Days after a 22-year-old man was stabbed at a bus stop at 43rd and El Cajon Boulevard on September 13th, the Copley-Price Family YMCA staff decided to lock the entrance to the Y off the boulevard.
4300 El Cajon Boulevard, San Diego
"It's for the security of our members," said Justin Warren, the facility's membership director. "We have families and kids here, and we want people to feel safe because they are safe."
Members are still getting used to the change but say it's understandable.
"It's sad that they have to lock the door to keep people safe," said a member who preferred not to be identified except as “a swimmer.” "But that's the neighborhood, and I'm glad they're looking out for us."
On September 13th, just past 7:30 p.m., a man approached the victim at the bus stop, according to San Diego police officer Billy Hernandez. "One of them made a gang remark," Hernandez said. The victim fled up 43rd Street and to Meade Avenue, where he apparently turned west and ran to his brother's home at Cherokee and Meade, according to police reports.

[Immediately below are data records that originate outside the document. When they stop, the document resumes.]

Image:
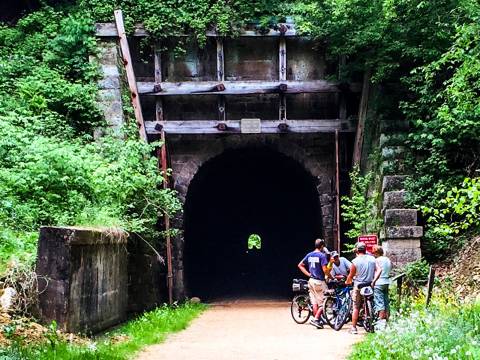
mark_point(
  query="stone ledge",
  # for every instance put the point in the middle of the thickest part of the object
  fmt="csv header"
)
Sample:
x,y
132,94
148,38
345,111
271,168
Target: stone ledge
x,y
394,199
403,232
393,182
400,217
84,235
403,251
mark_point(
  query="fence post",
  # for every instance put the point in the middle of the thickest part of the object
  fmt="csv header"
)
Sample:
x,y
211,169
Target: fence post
x,y
431,279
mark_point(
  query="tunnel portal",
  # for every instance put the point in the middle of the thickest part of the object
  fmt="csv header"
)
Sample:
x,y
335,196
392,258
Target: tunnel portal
x,y
239,193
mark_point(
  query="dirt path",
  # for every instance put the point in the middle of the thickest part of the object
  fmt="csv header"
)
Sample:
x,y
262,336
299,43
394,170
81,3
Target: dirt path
x,y
251,330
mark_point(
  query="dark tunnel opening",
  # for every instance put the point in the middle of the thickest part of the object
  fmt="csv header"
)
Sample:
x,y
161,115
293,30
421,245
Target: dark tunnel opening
x,y
244,192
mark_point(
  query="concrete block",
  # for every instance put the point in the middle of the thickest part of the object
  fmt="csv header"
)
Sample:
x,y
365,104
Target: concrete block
x,y
400,217
87,272
393,182
394,199
403,251
403,232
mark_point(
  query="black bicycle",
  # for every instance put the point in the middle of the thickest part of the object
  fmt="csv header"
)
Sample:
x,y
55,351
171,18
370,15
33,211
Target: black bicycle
x,y
337,305
301,307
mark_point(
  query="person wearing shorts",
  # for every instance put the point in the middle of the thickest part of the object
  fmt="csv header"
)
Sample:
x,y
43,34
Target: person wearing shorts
x,y
314,265
363,269
380,283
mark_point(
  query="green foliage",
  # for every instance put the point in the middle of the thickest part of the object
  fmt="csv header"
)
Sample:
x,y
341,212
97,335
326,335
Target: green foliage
x,y
254,241
51,170
456,211
150,328
173,17
360,208
445,331
416,272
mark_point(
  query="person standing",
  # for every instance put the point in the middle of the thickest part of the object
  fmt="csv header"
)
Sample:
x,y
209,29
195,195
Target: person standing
x,y
363,269
380,284
340,266
314,265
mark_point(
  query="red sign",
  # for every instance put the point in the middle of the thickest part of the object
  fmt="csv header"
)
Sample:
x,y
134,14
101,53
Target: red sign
x,y
369,240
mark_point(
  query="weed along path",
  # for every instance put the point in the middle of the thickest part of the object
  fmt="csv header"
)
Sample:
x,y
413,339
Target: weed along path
x,y
252,330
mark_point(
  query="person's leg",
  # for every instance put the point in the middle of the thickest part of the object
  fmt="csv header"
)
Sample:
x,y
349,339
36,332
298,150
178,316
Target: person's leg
x,y
379,301
357,302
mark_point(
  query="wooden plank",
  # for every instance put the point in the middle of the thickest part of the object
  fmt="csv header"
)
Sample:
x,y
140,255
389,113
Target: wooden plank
x,y
158,81
233,126
132,83
362,116
109,30
282,76
337,190
222,114
431,281
240,87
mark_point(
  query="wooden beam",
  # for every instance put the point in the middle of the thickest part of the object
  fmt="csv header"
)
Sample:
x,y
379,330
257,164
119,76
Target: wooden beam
x,y
233,126
221,77
241,87
282,76
362,116
109,30
132,83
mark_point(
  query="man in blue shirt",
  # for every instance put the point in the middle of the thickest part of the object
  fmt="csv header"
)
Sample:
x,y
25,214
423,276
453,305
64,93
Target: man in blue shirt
x,y
316,263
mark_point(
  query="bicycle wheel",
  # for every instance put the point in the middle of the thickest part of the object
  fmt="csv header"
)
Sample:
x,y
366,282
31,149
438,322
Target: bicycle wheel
x,y
330,310
300,309
343,315
368,318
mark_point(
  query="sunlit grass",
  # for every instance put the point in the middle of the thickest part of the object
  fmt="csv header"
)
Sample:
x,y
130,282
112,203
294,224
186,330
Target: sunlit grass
x,y
123,343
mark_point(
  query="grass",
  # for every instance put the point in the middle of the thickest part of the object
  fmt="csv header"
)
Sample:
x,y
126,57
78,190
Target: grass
x,y
122,343
17,246
445,331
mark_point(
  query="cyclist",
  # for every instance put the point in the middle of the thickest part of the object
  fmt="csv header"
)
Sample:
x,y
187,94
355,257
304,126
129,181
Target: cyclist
x,y
316,262
363,269
380,284
340,267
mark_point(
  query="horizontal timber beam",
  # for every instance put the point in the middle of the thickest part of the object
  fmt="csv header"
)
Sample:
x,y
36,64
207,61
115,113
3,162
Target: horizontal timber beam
x,y
242,87
109,30
233,126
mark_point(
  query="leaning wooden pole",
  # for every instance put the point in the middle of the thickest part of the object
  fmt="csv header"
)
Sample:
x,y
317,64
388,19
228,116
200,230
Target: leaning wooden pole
x,y
362,115
164,167
132,83
337,189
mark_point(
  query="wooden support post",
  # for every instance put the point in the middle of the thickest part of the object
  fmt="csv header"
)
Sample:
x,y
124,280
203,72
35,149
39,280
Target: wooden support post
x,y
163,164
221,78
362,115
282,76
431,280
132,83
337,189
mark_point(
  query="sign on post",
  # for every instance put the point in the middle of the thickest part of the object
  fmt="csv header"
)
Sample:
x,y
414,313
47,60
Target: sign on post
x,y
250,126
369,240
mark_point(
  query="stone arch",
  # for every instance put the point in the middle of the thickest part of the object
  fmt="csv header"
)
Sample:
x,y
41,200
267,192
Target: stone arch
x,y
302,150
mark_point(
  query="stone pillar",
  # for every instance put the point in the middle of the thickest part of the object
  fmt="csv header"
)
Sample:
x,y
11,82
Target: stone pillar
x,y
109,93
85,272
401,235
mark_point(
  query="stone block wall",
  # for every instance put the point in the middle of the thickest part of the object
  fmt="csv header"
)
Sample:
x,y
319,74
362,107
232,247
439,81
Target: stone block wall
x,y
401,234
86,277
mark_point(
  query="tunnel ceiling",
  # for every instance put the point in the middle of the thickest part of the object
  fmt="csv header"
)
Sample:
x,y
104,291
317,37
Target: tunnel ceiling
x,y
244,192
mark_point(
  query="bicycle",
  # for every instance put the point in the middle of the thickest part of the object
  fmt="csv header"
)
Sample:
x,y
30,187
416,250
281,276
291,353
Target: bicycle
x,y
337,302
367,314
301,307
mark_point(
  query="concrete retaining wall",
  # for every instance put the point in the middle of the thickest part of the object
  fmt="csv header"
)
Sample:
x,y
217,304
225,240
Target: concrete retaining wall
x,y
87,277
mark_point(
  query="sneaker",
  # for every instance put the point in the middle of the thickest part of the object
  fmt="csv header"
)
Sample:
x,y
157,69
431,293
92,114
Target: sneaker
x,y
317,323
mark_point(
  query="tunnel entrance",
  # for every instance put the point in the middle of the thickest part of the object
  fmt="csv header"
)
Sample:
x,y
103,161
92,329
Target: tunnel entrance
x,y
237,194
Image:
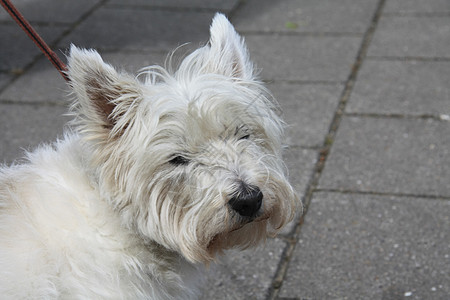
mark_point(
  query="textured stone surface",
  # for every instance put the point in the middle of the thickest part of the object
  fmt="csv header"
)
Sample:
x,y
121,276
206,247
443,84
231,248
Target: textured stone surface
x,y
305,16
49,11
134,28
308,110
309,58
390,156
300,164
18,50
245,274
371,247
402,87
394,37
27,126
44,84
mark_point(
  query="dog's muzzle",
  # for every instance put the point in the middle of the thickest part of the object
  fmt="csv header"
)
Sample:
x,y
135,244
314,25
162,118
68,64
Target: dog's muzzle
x,y
247,200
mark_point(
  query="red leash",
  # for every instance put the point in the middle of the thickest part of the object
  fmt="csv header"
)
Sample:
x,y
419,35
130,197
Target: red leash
x,y
34,36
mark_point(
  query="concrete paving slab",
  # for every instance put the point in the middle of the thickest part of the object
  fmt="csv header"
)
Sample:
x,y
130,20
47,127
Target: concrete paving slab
x,y
417,6
5,79
390,155
50,11
402,87
245,274
300,164
371,247
42,83
343,16
140,29
304,58
180,4
18,50
27,126
308,110
412,37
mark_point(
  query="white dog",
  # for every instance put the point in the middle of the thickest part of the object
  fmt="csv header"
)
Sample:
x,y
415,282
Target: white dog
x,y
157,176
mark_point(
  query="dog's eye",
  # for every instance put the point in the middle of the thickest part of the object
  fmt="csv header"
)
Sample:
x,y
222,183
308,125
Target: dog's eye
x,y
179,160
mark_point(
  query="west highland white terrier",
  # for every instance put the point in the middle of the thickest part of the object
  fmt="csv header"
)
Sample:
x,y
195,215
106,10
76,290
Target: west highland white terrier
x,y
159,174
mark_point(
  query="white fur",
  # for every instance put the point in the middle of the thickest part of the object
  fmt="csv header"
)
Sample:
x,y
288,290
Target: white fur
x,y
104,213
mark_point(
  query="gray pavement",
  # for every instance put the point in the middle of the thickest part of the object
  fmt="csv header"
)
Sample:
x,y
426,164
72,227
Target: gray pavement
x,y
365,89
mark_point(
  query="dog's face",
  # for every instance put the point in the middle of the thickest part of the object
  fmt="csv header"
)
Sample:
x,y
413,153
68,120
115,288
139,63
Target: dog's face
x,y
191,160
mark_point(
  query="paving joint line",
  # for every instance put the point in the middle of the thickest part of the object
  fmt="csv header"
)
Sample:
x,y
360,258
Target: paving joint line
x,y
387,194
162,8
408,58
442,117
417,14
300,33
323,153
304,82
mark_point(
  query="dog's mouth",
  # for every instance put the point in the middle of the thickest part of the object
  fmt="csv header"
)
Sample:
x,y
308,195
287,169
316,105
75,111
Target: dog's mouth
x,y
217,240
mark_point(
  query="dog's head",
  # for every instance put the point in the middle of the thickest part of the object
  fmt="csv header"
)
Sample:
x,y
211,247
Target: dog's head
x,y
190,159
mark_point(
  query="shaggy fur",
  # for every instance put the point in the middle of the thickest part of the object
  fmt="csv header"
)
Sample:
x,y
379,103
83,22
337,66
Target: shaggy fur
x,y
136,197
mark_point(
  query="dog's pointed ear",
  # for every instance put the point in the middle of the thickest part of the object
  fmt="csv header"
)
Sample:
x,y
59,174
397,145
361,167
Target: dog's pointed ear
x,y
103,95
228,52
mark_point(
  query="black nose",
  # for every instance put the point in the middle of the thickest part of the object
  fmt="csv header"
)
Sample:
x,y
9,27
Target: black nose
x,y
247,201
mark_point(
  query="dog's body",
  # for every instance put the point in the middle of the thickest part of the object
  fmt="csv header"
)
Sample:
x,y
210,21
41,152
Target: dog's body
x,y
61,239
154,179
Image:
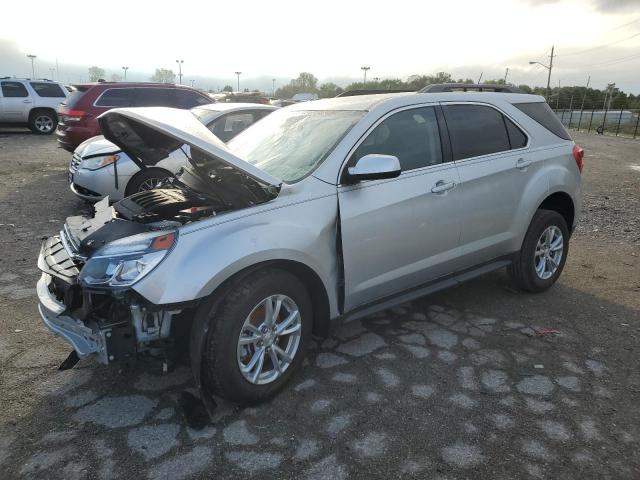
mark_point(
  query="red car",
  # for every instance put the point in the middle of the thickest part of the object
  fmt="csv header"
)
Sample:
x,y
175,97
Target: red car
x,y
78,114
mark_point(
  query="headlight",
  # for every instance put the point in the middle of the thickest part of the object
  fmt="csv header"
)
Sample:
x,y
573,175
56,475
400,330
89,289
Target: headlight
x,y
125,261
99,162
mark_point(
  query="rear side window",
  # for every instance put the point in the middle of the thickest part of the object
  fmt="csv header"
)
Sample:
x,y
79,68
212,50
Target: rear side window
x,y
517,138
542,113
116,97
411,135
48,90
475,130
74,97
188,99
13,90
153,97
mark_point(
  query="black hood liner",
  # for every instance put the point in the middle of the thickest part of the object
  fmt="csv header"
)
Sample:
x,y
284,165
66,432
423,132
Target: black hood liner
x,y
145,145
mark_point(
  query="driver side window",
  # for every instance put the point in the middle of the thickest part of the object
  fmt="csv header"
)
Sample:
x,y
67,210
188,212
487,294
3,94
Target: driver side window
x,y
411,135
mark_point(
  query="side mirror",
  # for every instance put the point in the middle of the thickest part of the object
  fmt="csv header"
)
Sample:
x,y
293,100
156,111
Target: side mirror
x,y
374,167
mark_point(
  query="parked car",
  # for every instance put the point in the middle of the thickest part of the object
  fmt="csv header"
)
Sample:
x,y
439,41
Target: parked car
x,y
98,168
79,113
322,212
30,103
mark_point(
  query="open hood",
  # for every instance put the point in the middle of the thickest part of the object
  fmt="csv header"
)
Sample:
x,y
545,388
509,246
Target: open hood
x,y
149,134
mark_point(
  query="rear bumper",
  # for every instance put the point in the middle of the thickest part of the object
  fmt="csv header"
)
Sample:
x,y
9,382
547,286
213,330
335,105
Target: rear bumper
x,y
84,340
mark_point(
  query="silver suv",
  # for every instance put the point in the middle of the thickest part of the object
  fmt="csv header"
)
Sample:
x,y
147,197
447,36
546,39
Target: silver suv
x,y
323,211
31,103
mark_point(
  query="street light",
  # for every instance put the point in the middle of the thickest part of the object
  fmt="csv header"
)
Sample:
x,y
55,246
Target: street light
x,y
180,62
548,67
33,70
365,69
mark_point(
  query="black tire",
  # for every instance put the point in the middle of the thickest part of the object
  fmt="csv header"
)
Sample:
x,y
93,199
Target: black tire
x,y
221,373
140,181
523,269
43,122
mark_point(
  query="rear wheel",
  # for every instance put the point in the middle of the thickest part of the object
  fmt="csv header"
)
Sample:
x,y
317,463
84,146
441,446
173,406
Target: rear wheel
x,y
544,252
146,179
43,122
257,337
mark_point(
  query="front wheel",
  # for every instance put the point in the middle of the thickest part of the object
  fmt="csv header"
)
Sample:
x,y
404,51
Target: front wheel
x,y
544,252
257,337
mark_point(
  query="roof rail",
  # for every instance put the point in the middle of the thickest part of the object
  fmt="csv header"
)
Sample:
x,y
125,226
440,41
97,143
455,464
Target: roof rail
x,y
370,91
469,87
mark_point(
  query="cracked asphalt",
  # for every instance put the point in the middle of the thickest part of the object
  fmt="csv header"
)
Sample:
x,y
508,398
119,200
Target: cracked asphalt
x,y
480,381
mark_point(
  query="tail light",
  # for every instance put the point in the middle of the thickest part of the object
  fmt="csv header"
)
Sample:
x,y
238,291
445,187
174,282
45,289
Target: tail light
x,y
72,115
578,154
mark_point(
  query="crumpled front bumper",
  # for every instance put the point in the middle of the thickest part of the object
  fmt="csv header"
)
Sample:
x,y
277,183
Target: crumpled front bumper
x,y
84,340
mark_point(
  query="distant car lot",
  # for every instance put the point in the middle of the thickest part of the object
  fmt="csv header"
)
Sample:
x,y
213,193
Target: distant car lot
x,y
476,382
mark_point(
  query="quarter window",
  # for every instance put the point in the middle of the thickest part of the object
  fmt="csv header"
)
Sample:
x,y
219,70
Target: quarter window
x,y
116,97
14,89
411,135
475,130
48,90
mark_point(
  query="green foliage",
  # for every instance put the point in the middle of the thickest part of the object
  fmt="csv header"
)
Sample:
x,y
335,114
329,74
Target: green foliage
x,y
95,74
163,75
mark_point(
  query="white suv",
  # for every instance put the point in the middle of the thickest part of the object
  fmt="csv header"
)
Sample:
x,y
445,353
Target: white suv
x,y
31,103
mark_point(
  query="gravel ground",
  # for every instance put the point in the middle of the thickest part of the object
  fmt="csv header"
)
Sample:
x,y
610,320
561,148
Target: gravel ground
x,y
476,382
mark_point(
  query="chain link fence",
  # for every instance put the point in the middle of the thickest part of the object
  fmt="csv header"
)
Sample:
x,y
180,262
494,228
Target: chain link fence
x,y
603,121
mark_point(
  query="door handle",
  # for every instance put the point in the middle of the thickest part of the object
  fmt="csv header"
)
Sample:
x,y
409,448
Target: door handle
x,y
442,186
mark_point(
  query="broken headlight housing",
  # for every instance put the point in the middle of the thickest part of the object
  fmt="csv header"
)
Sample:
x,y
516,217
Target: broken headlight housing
x,y
123,262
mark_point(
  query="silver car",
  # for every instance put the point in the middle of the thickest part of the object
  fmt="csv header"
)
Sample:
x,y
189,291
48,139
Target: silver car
x,y
98,168
323,212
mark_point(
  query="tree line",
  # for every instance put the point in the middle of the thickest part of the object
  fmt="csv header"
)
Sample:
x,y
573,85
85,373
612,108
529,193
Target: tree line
x,y
558,97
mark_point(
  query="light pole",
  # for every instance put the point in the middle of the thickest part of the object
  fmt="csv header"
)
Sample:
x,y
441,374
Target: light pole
x,y
365,69
180,62
548,67
33,69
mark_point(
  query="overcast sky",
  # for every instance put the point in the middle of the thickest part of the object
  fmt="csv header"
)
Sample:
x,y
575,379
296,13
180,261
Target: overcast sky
x,y
331,39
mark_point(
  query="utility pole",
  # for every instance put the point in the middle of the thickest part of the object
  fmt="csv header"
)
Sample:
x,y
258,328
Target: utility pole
x,y
549,77
365,70
180,62
585,94
33,69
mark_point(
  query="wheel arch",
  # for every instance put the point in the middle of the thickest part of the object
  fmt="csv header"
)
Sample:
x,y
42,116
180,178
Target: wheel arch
x,y
562,203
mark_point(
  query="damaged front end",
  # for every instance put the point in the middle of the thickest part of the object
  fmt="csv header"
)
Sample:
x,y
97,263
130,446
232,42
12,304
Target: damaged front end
x,y
84,292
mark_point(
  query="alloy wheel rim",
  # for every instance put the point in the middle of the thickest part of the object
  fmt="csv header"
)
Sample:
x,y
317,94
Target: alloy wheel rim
x,y
269,339
549,251
44,123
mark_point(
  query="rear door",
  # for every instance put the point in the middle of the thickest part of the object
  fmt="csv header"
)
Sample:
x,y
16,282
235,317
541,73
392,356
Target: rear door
x,y
494,163
402,232
16,102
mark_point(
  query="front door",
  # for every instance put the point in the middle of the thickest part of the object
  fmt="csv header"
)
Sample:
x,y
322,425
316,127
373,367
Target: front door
x,y
16,102
400,233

"The call came from Cherokee and Meade, and that's where the officers made contact with the victim," Hernandez said. "The wound was non-life-threatening."
But knowing what happened raised red flags for the Y staff.
"We had some issues [with the El Cajon Boulevard entrance],” said Warren, “and we had concerns about non-members having access to the lobby."
The Y's main entrance is on 43rd Street, with a drop-off driveway that leads into the parking garage. Most people use that entrance, which is closer to the front desk and the check-in kiosk. The sheltered driveway allows for less stress for parents picking up their kids and for other activities.
The Copley-Price Y opened in January 2015. It was built with funding from the Price Family Charitable Fund (now known as Price Philanthropies) and other groups that have long nurtured and invested in City Heights. The Price Family Charitable Fund was founded by Sol Price, who made his fortune by founding the Price Club. He worked for 30 years in City Heights and, when he died at 93 in 2009, had already invested tens of millions of dollars in the neighborhood, according to the Price Philanthropies website.
The $34 million YMCA complex, with two swimming pools and a playing field for league sports, is part of plans to revitalize a neighborhood that is one of the most diverse in California, but poverty and remnants of gang activity remain in the area.